Martedi, 13 febbraio 2018

Sulmona ed i giorni che verranno


2018/02/11 09:570 comments

 

 

 Sulmona, 11 febbraioA  circa venti giorni dal voto per il rinnovo del Parlamento  in giro c’è un’aria abbastanza distratta, indifferente su una vicenda politica delicata ma anche abbastanza complessa.  La  città finora vive con molto distacco questa vicenda e non è solo colpa del clima carnevalesco. Solitamente un passaggio elettorale è anche l’occasione giusta per fare un bilancio sulla buona politica realizzata in favore della città e del territorio.

Anzi sarebbe auspicabile che ciò  accadesse  per premiare chi ha lavorato bene, per correggere errori commessi e soprattutto per progettare qualcosa di meglio per il futuro.  Non basta aggrapparsi a sondaggi farlocchi, spesso costruiti e diffusi ad arte dagli stessi partiti, per orientare le indicazioni di voto e privilegiare questo o quel candidato.

La vera campagna elettorale non è ancora iniziata e secondo noi sarà intensa perché a Sulmona e nel Centro Abruzzo dopo il voto nulla sarà più come prima  Alcuni parlamentari che sono tornati a chiedere consensi o alcuni aspiranti tali negli ultimi cinque anni non si sono mai visti in città, non li abbiamo mai visti collaborare o mettersi a disposzione dell’Amministrazione  comunale di Palazzo San Francesco.  Eppure questo territorio sta portando avanti da anni battaglie importanti come la vicenda Snam, quella delle autostrade, delle ferrovie, del Tribunale, delle Caserme di Polizia, del supercarcere, della  ferrovia e delle bretelle, dell’occupazione.

Molti di questi parlamentari, o aspiranti tali, sono stati alla larga della nostra città. Nemmeno sui temi della cultura e di Ovidio 2017. Sulmona deve dire grazie alle senatrici Pelino (Fi) e Pezzopane (Pd) per aver promosso e poi difeso la relativa legge che è in vigore da alcune settimane. E gli altri dove stavano? In tanti si sono distinti  con il classico “ vedremo, faremo, cercheremo” oggi non possono venire a chiedere solidarietà alla città  di cui non si sono mai accorti. E perché mai la città dovrebbe sostenere questa gente? Non c’è piu’ tempo.

 Il 5 marzo sarà una data spartiacque  destinata ad aprire una nuova stagione politica  per dare una svolta alla condizione allarmante in cui versa Sulmona ed il territorio. Ora c’è una emergenza sociale in più fra le priorità. Gli ultimi fatti di cronaca che si sono consumati ci fanno capire  che Sulmona è allo sbando e la microcriminalità dilaga. Il vuoto della politica è pauroso. C’è necessità di grande solidarietà e coesione.

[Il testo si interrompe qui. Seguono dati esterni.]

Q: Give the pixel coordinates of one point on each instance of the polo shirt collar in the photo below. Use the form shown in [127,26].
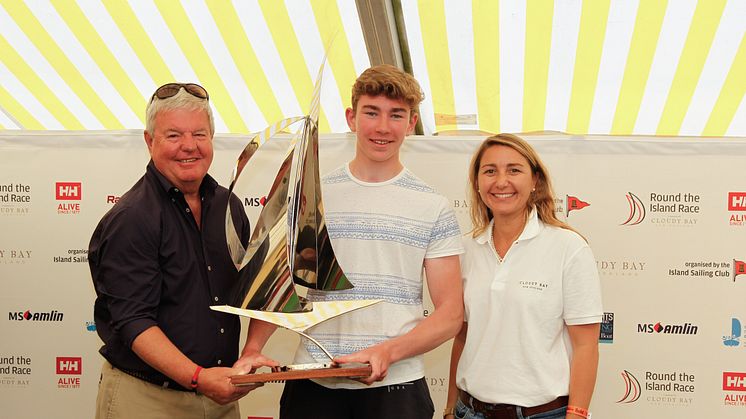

 Una città di grosse dimensioni come la nostra  non può essere rappresentata  da un’armata Brancaleone senza idee e senza forza politica  contrattuale come si è vista in questi ultimi anni dove sono stati collezionati una serie di errori e  di insuccessi  dannosi.

L’esperienza  civica dell’Amministrazione comunale che oggi governa a Palazzo San Francesco può dirsi ormai conclusa e nel corso dei prossimi mesi oltre alle elezioni regionali i sulmonesi saranno chiamati al rinnovo anche  del  Consiglio comunale.  Agitare lo spauracchio del Commissario non serve a nulla perché mai come ora ci vuole concretezza e ci vogliono riusltati.

D’altra parte un’Amministrazione comunale che non ha peso politico in Regione (mai nella storia del regionalismo abruzzese questo territorio è stato così scarsamente considerato) e riferimenti forti in Parlamento non è utile alla città.

Lo ha capito anche il Pd di Sulmona che tanti errori ha commesso negli ultimi tre quattro anni ma che ora sta lavorando fortemente per restituire a Sulmona un ruolo più adeguato. A dare la  svolta è stata  anche la vicenda del nuovo cda della Casa Santa dove  il Pd  chiede chiarezza sull’accaduto e chiede che tutta la vicenda approdi in Consiglio comunale per un dibattito franco e a carte scoperte sull’accaduto e lasciando poi alla Regione la possibilità  scegliersi la figura del Presidente.

La Casa Santa è patrimonio storico dell’intera  comunità che va governato in maniera unitaria, senza inciuci e senza furbizie, con scelte condivise. Finora il Consiglio Comunale è stato tenuto alla larga e il silenzio delle opposizioni alimenta  chiacchiericci ma anche la convinzione che per molte cose il tempo è ormai scaduto. Anche a Sulmona. Buona domenica a tutti.